È la loro duplice sembianza: attenti al ruolo sociale dell’avvocato, al suo carattere «essenziale per il sistema giustizia», eppure distanti dall’avvocatura su snodi decisivi come la riforma della prescrizione. Alfonso Bonafede e i 5 Stelle rivelano in Parlamento, ancora una volta, la loro controversa visione del processo e della giustizia. Prima ancora di diventare teatro dell’ennesima sterzata sul penale, in mattinata l’aula di Montecitorio si concede un’anteprima non da poco, con la Relazione che il guardasigilli tiene sull’amministrazione della Giustizia. Intervento replicato nel pomeriggio a Palazzo Madama, seguito da un doppio dibattito spigoloso con l’opposizione. Se ne colgono tutti i tormenti della maggioranza sul dossier del processo penale. Ma si tratta appunto anche di una prova neppure tanto sorprendente ( non è la prima della serie), della ricerca di una sintonia con l’avvocatura, da parte del ministro e in generale dal suo partito, viste le parole pronunciate, in sede di dibattito alla Camera, dal capogruppo in commissione Giustizia Devis Dori. Su tutto, colpisce l’insistere rispettoso ( delle prerogative del Parlamento) e allo stesso tempo accorato di Bonafede sulla riforma costituzionale che sancirebbe «il ruolo sociale, prima ancora che giuridico, dell’avvocato». Una specifica notazione, sul ddl «incardinato al Senato», che segnala una consapevolezza, da parte del guardasigilli: quella relativa alla funzione che la classe forense assume non solo dal punto di vista tecnico nel processo, ma anche quale attore centrale dell’intero sistema democratico quale garante dei diritti.

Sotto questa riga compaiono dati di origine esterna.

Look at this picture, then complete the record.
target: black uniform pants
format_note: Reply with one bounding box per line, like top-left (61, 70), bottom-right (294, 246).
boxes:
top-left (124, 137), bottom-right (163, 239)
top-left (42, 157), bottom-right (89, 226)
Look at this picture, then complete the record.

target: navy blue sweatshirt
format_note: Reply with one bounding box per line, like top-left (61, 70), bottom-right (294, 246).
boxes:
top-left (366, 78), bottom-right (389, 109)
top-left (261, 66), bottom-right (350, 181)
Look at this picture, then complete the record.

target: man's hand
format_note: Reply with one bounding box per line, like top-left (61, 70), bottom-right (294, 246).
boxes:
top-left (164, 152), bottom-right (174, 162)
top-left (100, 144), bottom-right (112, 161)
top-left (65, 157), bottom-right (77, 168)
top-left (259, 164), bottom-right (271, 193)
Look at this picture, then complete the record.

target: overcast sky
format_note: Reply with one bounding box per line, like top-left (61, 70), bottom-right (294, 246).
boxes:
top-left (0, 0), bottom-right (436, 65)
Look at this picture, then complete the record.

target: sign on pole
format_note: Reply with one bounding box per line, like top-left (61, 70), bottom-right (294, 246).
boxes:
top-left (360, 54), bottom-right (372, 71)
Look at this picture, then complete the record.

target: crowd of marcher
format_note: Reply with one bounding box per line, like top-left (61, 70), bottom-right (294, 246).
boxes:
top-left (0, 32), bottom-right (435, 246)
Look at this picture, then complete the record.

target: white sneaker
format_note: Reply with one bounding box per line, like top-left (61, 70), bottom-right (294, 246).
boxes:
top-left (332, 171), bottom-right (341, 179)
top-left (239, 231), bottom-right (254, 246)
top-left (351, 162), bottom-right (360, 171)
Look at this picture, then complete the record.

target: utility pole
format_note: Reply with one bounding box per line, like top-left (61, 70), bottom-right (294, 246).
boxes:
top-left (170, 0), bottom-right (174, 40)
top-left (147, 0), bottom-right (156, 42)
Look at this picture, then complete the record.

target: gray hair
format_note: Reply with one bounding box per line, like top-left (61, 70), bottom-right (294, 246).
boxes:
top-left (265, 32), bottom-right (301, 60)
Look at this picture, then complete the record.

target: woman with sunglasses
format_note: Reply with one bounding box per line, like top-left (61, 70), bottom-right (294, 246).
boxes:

Alla fine del confronto mattutino, alla Camera, la relazione di Bonafede viene “approvata” con una mozione di maggioranza ( 300 voti a favore, 200 contrari) e, sopratutto, anche con l’appoggio di Italia viva, che pure con la legge Costa, poche ore dopo, confermerà la “svolta distensiva” sulla prescrizione. A dare l’imprimatur sull’intervento del guardasigilli è, per i renziani, la deputata e avvocata Lucia Annibali, che non manca di chiarire la «contrarietà» del suo gruppo sulla riforma della prescrizione. Ma proprio Bonafede è il meno incline a tornare, nella relazione, sulla norma che divide l’alleanza di governo. Ne fa cenno con una quasi esibita trascuratezza solo quando parla della legge “spazza corrotti” che, nota, ha anche «introdotto un nuovo regime di prescrizione in vigore dal 1° gennaio». Il ministro preferisce appunto parlare del sistema in termini di servizio. E non a caso parte dalla «alta professionalità degli operatori» di quel sistema, «magistrati, avvocati e personale amministrativo, che negli anni hanno tenuto in piede praticamente da soli la giurisdizione, e ai quali però è ora doveroso assicurare un’infrastruttura all’altezza». Si inoltra dunque nell’accidentato sentiero delle statistiche che, almeno «sul processo civile» fanno registrare «una costante diminuzione delle sopravvenienze, calate dell’ 1,7 per cento anche nel 2019 e del 36% in 10 anni». Ricorda «i 9 milioni di risorse finanziarie assicurate alla Giustizia dall’ultima legge di Bilancio». E poi, con il punto della situazione sulle «riforme del processo» riprende a parlare dell’avvocatura. Intanto assicura «la riapertura del tavolo sul penale con gli operatori del diritto» cioè avvocati e magistrati, «non appena si sarà chiuso il confronto nella maggioranza». C’è dunque da supporre che la nuova convocazione a via Arenula arrivi prima che il ddl vada in Consiglio dei ministri. Poi Bonafede segnala come «nella prima parte del 2019» quella «interlocuzione» abbia visto la presenza a via Arenula, con l’Anm, di «Consiglio nazionale forense, Ocf, Aiga e Unione nazionale Camere civili». Nel caso del tavolo sul processo penale, precisa, «alla discussione ha presso parte l’Ucpi». Ed è proprio all’Unione dei penalisti che pare riferirsi quando, in fase di replica, ricorda che «i soggetti della giurisdizione gli hanno sempre riconosciuto capacità di ascolto, persino quelli con i quali le divergenze sono più chiare».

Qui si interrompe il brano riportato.